Wohnraum

Stadt oder Land – Wo Familien leben wollen

Die einen schwärmen von der Natur vor der Haustür mit viel Platz auf dem Land, die anderen vom Freizeitangebot und kultureller Vielfalt in der Stadt. Wie Familien den für sie perfekten Ort zum Leben finden und warum der nicht für alle gleich aussieht.

veröffentlicht am 24.07.2024

Basketball spielen mitten auf der Straße, mit Nachbarskindern durch die Gärten ziehen oder über die Wiese nebenan toben. Kaum Straßenverkehr, kein Lärm, keine Hektik. „Hier ist es einfach entspannt“, fasst Moritz Bittner das Leben in seinem Heimatdorf zusammen. Der zwölfjährige wohnt mit seinem achtjährigen Bruder Georg und seinen Eltern in Batzhausen, einem Ort mit rund 900 Einwohnern in der Nähe von Regensburg. Und er wohnt gerne dort.

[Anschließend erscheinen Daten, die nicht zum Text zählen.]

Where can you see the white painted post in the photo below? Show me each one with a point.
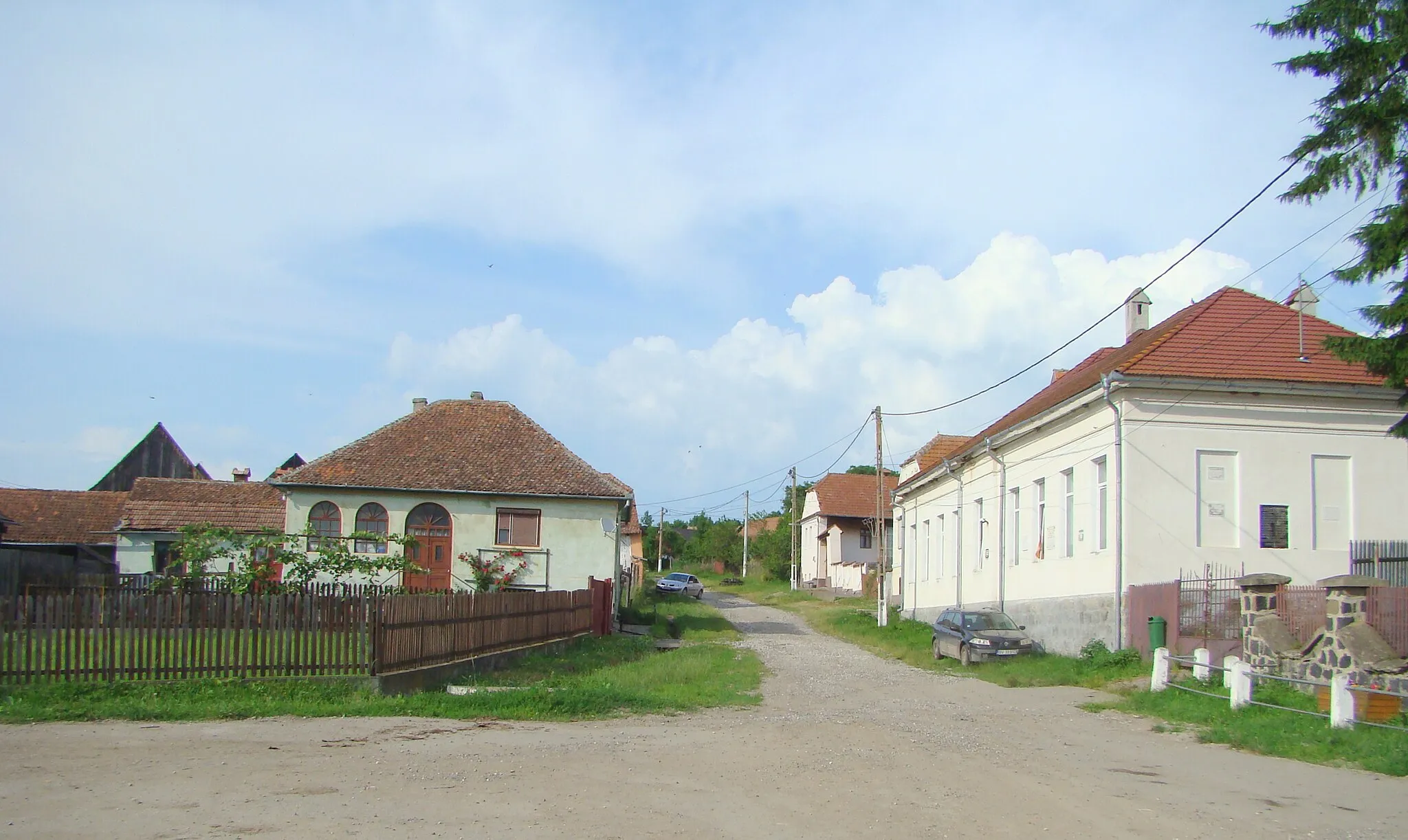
(1241, 685)
(1159, 680)
(1228, 663)
(1341, 703)
(1203, 657)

„Für uns war es eigentlich ganz selbstverständlich aufs Land zu ziehen“, erklärt Mama Monika Bittner (44). Sie und ihr Mann Norbert (46) sind beide selbst in Dörfern aufgewachsen. Kennengelernt haben sie sich allerdings in Würzburg, wo beide studiert haben. „Wir haben auch das Stadtleben genossen“, sagt Monika Bittner. „Aber es war immer klar, dass wir mit Kindern wieder zurück aufs Land wollen.“

Damit sind die Bittners kein Einzelfall. In der 2023 erschienenen Studie „Neu im Dorf“ hat das Berlin-Institut für Bevölkerung und Entwicklung festgestellt, dass sich besonders 30- bis 49-Jährige mit ihren minderjährigen Kindern für ein Leben auf dem Land entscheiden. Die einen, weil sie gute Erinnerungen an die eigene Kindheit auf dem Land haben, die anderen, weil sie sich ein Familienleben auf dem Land idyllisch vorstellen oder weil ihnen in der Stadt der Wohnraum zu wenig oder die Mieten zu hoch sind.

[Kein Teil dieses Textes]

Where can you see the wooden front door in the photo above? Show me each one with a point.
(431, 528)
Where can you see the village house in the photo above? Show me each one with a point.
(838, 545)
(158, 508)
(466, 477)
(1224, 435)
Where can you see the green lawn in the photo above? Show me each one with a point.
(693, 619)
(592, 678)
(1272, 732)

Auf dem Land kennt man sich

Bittners haben vor 13 Jahren ein Einfamilienhaus mit Garten am Rand von Batzhausen gebaut. Sie lieben die Ruhe ihres Wohnortes, die Nähe zur Natur und die Vertrautheit in der Dorfgemeinschaft. „Man kennt hier einfach sehr viele Menschen, man grüßt sich und hilft sich gegenseitig“, zählt Monika Bittner auf. „Tratsch und Gerede gibt es natürlich auch, aber man hat schon seine Rückzugsmöglichkeiten und weil man die Leute kennt, kann man sie auch gut einschätzen.“

In Batzhausen gibt es keinen Supermarkt, aber einen Bäcker samt Café, einen Metzger mit Restaurant und, da das Dorf direkt an der Zugstrecke zwischen Nürnberg und Regensburg liegt, auch einen eigenen Bahnhof. Von dort aus fährt Moritz mit dem Zug in die zehn Kilometer entfernte Realschule. Sein kleiner Bruder nimmt für die vier Kilometer bis zur Grundschule den Schulbus.

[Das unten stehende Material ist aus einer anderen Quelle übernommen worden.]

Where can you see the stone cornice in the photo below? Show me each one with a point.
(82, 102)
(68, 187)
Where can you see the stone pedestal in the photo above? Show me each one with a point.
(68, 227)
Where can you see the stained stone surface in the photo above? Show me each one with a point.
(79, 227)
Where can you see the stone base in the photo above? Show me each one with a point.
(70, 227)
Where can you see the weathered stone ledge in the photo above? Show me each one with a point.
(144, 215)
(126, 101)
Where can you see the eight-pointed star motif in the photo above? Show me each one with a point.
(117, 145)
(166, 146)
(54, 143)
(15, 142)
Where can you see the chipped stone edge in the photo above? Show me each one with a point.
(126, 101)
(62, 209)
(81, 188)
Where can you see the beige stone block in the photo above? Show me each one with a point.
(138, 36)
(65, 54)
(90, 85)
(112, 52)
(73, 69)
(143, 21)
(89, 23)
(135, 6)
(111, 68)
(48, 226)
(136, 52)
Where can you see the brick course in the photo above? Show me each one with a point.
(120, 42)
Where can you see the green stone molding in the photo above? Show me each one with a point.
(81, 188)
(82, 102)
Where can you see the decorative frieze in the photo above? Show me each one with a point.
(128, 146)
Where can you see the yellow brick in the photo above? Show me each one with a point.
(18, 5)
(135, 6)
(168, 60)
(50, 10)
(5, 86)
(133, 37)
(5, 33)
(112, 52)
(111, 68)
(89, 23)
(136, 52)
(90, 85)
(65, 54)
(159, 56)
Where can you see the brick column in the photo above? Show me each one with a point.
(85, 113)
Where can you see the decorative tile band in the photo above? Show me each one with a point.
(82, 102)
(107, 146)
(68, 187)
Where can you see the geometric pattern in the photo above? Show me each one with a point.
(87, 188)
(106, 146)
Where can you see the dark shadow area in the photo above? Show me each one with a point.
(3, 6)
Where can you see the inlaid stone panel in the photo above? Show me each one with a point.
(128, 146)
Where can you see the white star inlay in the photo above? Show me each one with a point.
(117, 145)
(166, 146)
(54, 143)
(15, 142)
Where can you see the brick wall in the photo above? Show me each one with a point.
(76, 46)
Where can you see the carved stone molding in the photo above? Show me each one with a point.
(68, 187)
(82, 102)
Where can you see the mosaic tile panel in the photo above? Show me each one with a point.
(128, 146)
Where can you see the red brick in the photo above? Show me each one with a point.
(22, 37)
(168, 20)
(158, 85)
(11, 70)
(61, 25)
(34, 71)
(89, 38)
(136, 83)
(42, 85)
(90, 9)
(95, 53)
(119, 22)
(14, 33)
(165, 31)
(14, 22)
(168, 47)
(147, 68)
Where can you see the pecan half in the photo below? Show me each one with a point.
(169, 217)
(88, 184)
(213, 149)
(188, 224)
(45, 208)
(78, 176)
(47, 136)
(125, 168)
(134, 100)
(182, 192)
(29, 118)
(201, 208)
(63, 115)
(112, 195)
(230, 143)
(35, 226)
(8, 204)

Meistens klappt der Schulweg bei beiden gut. Wenn Bus oder Bahn mal ausfallen, sind die weiten Wege aber durchaus nervig. Und zu Freunden aus der Schulklasse kann Moritz auch nicht einfach mit dem Fahrrad fahren. „Ich bin schon viel als Elterntaxi im Einsatz“, erzählt Monika Bittner. „Aber wir organisieren auch oft über WhatsApp-Gruppen Fahrgemeinschaften, wenn die Kinder irgendwo hingefahren oder abgeholt werden müssen.“  Zwei Autos braucht die Familie vor allem deshalb, weil beide Eltern beruflich mobil sein müssen.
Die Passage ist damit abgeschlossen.